For the past twenty years Scott Kelso’s research
has focused on extending the physical concepts of self-organization
and the mathematical tools of nonlinear dynamics
to understand how human beings (and human brains)
perceive, intend, learn, control, and coordinate complex behaviors.
In this book Kelso proposes a new, general framework
within which to connect brain, mind, and behavior.
Kelso’s prescription for mental life breaks dramatically
with the classical computational approach that is still the operative framework
for many newer psychological and neurophysiological studies.
His core thesis is that the creation and evolution of patterned behavior
at all levels—from neurons to mind—are governed by
the generic processes of self-organization.
Both human brain and behavior are shown to exhibit features
of pattern-forming dynamical systems, including multistability,
abrupt phase transitions, crises, and intermittency.

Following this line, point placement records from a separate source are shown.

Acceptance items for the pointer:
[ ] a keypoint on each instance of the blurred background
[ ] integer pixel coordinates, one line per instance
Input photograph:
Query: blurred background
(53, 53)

This marvellous book describes a wealth of biological features in
terms of the structure of the underlying dynamical space, its
bifurcations, and its attractors. This dynamical space is
parameterised (say by the frequency of a gait), and as the value of
the parameter changes, the dynamics changes, sometimes significantly
(such as changing from a trot to a gallop). Moreover, the change can
also depend on how the parameter varies: the system exhibits
hysteresis (the frequency of changing from trot to gallop can be
different from that where the gallop drops back to a trot).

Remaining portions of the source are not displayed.